Een groot deel van de 17e en 18e eeuwse abdijgebouwen is bewaard gebleven. Het U-vormige poortgebouw geeft toegang tot een binnenhof, waaraan zich het paleis van de abt en het gastenkwartier bevinden, die alle onder het bewind van abt Jean Dubois (1711-1749) tot stand kwamen. Ook de kloostervleugels en de economiegebouwen (waaronder een watermolen) bleven in de Franse tijd gespaard. De kerk is in 1839 gedeeltelijk afgebroken en in 1870 herbouwd. De toren werd pas in 1934 toegevoegd. In 1946 werd de kerk door de paus verheven tot basiliek. Enkele architectuurfragmenten van de 13e eeuwse kerk zijn bewaard gebleven, onder andere de sacristie, twee kapellen en een hardstenen poortomlijsting aan de noordgevel van het koor. In het kerkinterieur bevindt zich verder een rood marmeren wijwatervat afkomstig van de oorspronkelijke kerk. Achter de abdij bevindt zich een vrij toegankelijk landschapspark met verschillende biotopen. Een deel van het park dateert uit de 18e eeuw en heeft monumentenstatus. In het park staan achttien bomen die beschermd zijn als Waals erfgoed.

© L.A.W.V.VIA-VIA

Vanaf de parkeerplaats van de Abdij Val Dieu starten we linksaf, steken de Berwinne over en komen aan de N650. Rechtdoor op de kruising volgen we op het eerste stuk de Balade des Cisterciens en nemen in de eerste haarspeldbocht linksaf de route met de trappen steil omhoog door het bos tot we op het asfalt komen van de bebouwing aan de Holliguette. Na de laatste huizen slaan we linksaf het half verharde pad in en dalen af over Groumette tot op het asfalt. Hier gaat onze route naar links en komt uit op de N650, die we schuin naar links oversteken. We passeren opnieuw de Berwinne en beginnen aan de klim richting Bushaye. Hier pikken we de markering op van “a travers le bocage aubelois”. We passeren dan een opmerkelijk optrekje aan onze linkerzijde. Het is het gerestaureerde Chateau d’Altena uit het begin van de 17e eeuw. De Nederlandse benaming voor het kasteel is ‘Aldenhoven’. Vroeger is dit gedrongen bouwwerk, gebouwd uit de lokale kolenzandsteen, bedekt met een leiendak en met de meest vreemde plaatsen kleine raampjes met hardstenen omlijsting, met een watergracht omgeven. De voormalige ophaalbrug is vervangen door een vaste brug. Indrukwekkend is vooral de vierkante grote hoektoren, een donjon of erkertoren aan de westzijde. De oude stallen aan de oostzijde zijn ook gerestaureerd.

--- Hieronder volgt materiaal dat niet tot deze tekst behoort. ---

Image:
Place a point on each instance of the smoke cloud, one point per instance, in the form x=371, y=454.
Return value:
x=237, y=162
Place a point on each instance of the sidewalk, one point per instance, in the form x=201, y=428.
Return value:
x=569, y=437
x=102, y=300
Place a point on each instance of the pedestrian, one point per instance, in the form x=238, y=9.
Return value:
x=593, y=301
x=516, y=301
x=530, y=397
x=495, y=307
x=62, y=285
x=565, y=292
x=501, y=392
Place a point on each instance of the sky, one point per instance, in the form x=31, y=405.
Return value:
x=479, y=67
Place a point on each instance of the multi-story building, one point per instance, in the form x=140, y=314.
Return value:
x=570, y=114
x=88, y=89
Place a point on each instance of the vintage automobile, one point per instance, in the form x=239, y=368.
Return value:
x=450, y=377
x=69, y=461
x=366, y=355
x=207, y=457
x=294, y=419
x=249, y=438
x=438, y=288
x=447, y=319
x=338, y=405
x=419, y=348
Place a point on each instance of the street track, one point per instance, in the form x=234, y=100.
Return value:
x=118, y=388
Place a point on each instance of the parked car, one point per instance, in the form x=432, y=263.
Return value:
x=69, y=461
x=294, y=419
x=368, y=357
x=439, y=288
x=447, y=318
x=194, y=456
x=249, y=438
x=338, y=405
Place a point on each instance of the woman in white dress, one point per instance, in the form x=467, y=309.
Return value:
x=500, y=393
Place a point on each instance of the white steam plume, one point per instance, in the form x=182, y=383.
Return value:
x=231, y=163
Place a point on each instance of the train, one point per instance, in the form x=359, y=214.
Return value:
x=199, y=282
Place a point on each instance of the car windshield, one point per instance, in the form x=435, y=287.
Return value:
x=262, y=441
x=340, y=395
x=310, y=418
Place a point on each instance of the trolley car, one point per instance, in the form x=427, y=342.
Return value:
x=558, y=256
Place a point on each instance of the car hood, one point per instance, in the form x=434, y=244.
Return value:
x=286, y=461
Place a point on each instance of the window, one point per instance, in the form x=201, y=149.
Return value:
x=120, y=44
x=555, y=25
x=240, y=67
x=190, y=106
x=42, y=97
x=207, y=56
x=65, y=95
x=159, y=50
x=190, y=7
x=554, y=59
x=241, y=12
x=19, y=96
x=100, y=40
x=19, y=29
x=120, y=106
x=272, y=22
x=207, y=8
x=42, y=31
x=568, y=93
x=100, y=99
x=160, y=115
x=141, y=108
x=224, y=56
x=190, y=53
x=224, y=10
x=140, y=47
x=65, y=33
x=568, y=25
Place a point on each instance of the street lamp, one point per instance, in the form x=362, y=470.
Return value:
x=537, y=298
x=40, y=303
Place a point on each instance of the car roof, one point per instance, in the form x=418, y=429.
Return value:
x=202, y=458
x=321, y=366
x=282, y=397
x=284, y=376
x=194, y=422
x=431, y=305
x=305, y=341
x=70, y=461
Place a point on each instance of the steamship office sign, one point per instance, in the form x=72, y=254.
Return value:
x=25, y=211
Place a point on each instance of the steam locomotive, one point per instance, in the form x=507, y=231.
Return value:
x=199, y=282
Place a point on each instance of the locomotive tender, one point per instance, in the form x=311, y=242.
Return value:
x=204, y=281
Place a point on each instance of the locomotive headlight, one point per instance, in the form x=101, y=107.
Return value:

We vervolgen het asfalt tot we op een Y-sprong uitkomen. Hier gaat de route even naar links tot we aan het Chateau de Gorhez komen. Dit kasteel ligt op een rug tussen de valleien van de Berwwinne en de Bel, op een hoogte van ongeveer 215 meter. Het domein was een vrije heerlijkheid die vanaf 1224 verbonden is met de abdij van Val-Dieu en in 1282 onder voogdij valt van de Hertog van Brabant. Het kasteel wordt in 1767 is in Lodewijk XV stijl herbouwd en in 1858 met een vleugel vergroot door de familie Nicolaï. Vanaf de straatzijde zie je links de aanbouw van 1858 en rechts de boerderij met woonhuis, stallen en hooischuur. Het in classicistische stijl gebouwde kasteel is opgetrokken in baksteen en kalksteen en is witgeschilderd. Boven de hoofdingang bevindt zich een driehoekig fronton en op het dak is een dakruiter met sierlijke spits, welke in 1925 bij restauratie opnieuw werd aangebracht. De boerderij is van oorsprong 17e eeuws en is in de 18e eeuw herbouwd. Voor het huis ligt een prachtig gazon met uitzicht op het dal van de Berwinne, en aan de achterzijde zicht heeft op het stroomgebied van la Pétreuse, een zijtak van de Berwinne. In het park staat aan de westzijde een 19e eeuwse Sint Antoniuskapel in neoclassicistische stijl, met een rechthoekig grondplan en een driezijdig afgesloten koor.

© L.A.W.V.VIA-VIA

Net voor het omheinde domein nemen we naar rechts door een hekje het gemarkeerde pad in het weiland. Langs draaihekjes dalen we af door de weilanden in het beekdal van la Pétreuse. We steken het minuscule beekje la Pétreuse over en beklimmen de helling aan de andere zijde tot we door een bosje op het asfalt van Dommelreadt uitkomen. Linksaf volgen we nu de markering van de Balade de la Berwinne, die ons naar de eerste huizen van Aubel leidt. Rechtsaf door de Rue des Bocages en dan linksaf door de Rue de Messitert bereiken het centrum van Aubel over de N648. We komen langs de Église Saint Hubert. Op deze plaats stond al een kerk einde 14e eeuw met een koor uit 1637, dat na brand is herbouwd. De huidige kerk is een grote Neo-Gotische basilicale kruiskerk (1907-1909) met een veelzijdig afgesloten koor en een massieve voorgebouwde westtoren, voorzien van een vierhoekige spits geflankeerd met torentjes. Architecten waren Joseph Gérard en Emile Deshayes. Het kerkmeubilair is voornamelijk Neo-Gotisch uit de tijd van de bouw, de marmeren doopvont is van rond 1800. De kerk bezit enkele heiligenbeelden van omstreeks 1750. Op het kerkhof vind je een groot aantal grafkruisen, deels teruggaand tot de 16e eeuw.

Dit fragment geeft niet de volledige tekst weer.